Tout ce beau monde se dispute aujourd’hui une part du gâteau... qui est moins gros.

Les crédits parlementaires totaux du Conseil des arts du Canada s’élèvent à 364,3 millions de dollars en 2023-2024. En 2021-2022, ils totalisaient 510,4 millions de dollars, un sommet qui s’explique par les fonds d’urgence versés à l’époque par le gouvernement fédéral pour soutenir le milieu culturel en période pandémique. « En 2023-2024, le Conseil n’a reçu aucun autre financement lié à la pandémie et soutient le secteur des arts en utilisant uniquement ses crédits parlementaires de base », explique le CAC dans une communication écrite.

Au Conseil des arts et des lettres du Québec, le son de cloche est différent. « Le nombre de demandes se maintient », explique Véronique Fontaine, directrice de la planification et des programmes au CALQ. La valeur de chaque subvention a de son côté considérablement augmenté, avec une moyenne de 19 559 $ en 2022-2023. « Notre philosophie a toujours été de donner un montant conséquent à certains projets pour qu’ils puissent se rendre au public, plutôt que de saupoudrer de l’argent », ajoute Véronique Fontaine.

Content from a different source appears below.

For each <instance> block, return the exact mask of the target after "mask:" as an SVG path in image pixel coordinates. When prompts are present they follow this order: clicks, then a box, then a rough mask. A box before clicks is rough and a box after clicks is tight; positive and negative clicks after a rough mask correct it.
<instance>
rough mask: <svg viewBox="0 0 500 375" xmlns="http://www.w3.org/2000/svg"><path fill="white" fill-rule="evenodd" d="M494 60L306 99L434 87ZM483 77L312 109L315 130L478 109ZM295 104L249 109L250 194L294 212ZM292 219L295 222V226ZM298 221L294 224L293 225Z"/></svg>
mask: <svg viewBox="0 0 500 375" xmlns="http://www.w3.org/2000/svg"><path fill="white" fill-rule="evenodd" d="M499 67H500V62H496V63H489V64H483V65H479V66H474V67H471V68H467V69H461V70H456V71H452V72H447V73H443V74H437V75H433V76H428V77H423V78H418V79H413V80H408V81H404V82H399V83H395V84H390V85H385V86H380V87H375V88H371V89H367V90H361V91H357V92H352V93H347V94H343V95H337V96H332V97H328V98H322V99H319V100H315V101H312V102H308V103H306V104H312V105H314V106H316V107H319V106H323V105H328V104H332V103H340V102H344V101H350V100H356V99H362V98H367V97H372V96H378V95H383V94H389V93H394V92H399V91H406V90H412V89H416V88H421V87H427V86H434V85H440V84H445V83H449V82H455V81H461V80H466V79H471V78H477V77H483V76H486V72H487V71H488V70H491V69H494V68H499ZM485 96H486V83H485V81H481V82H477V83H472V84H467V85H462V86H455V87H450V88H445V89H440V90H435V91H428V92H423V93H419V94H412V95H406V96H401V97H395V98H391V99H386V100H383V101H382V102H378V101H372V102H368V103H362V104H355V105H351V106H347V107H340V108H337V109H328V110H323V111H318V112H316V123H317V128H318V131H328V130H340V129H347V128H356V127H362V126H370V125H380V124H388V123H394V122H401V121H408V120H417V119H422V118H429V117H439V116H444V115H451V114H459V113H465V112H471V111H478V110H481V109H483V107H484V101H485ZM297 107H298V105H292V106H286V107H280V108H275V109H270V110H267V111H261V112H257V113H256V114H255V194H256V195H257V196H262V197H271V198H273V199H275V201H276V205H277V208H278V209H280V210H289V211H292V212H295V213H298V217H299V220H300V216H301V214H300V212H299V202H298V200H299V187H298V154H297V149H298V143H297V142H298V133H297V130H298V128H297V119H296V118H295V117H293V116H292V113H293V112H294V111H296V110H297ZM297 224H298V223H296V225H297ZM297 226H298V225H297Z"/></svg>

L’aide d’urgence à la billetterie, offerte aux diffuseurs pendant la pandémie, a aussi permis au milieu de vivre une embellie temporaire, estime Caroline Gignac, codirectrice générale du Conseil québécois du théâtre. « Cette mesure a fait en sorte d’alléger un poids sur les épaules des artistes si les salles n’étaient pas pleines. Ça donnait aussi la liberté aux diffuseurs de prendre des risques. On n’est plus là-dedans. »

L’inflation qui frappe

Le contexte économique ajoute à l’insécurité grandissante du milieu.

On ne peut pas se permettre l’austérité. Le milieu est déjà tellement précaire. On est en pleine mutation, un peu comme ce qu’on voit du côté des médias. L’inflation, le fait qu’on n’a pas pu développer de public pendant la pandémie, l’influence du contexte économique sur les revenus des ménages... On est bousculés de part et d’autre.

Caroline Gignac, codirectrice générale du Conseil québécois du théâtre

Le manque de main-d’œuvre pèse aussi très fort sur les épaules des compagnies de théâtre, qui peinent à garder leurs employés. « Il y a une perte d’expertise qui se fait sentir, ajoute Rachel Morse. Pendant la pandémie, plusieurs se sont réorientés, avec raison. On y a tous pensé, j’ai envie de dire... »

Or, sans aide pour rester à flot et remplir « les exigences croissantes » des conseils des arts pour obtenir des fonds, Rachel Morse estime que le défi est devenu surhumain pour les dirigeants des compagnies théâtrales. « Ce milieu est de moins en moins sain pour les travailleurs. On est tellement loin dans la rareté de ressources financières et humaines... Et le public n’est pas forcément de retour. »

Des solutions à trouver

Plusieurs intervenants et artistes consultés s’entendent sur un point : des changements sont nécessaires pour assurer plus de pérennité aux compagnies de théâtre.

Le Conseil québécois du théâtre plaide depuis des années pour que le budget du Québec soit composé à 2 % de dépenses courantes et d’investissements en culture.

D’autres remettent en question le fait de devoir présenter les projets devant les jurys des différents conseils des arts pour obtenir de l’aide financière lorsque le spectacle a déjà été programmé par un théâtre. « On est jugé deux fois, dit Justin Laramée, dramaturge, metteur en scène et interprète du spectacle Run de lait. On doit déjà convaincre un théâtre que notre projet est assez intéressant pour être inclus dans sa programmation. Puis on est jugés par un jury de pairs qui décide si on peut ou non recevoir de l’aide financière. Une fois, ce serait assez : si la pièce est programmée, c’est que le projet mérite d’être soutenu ! »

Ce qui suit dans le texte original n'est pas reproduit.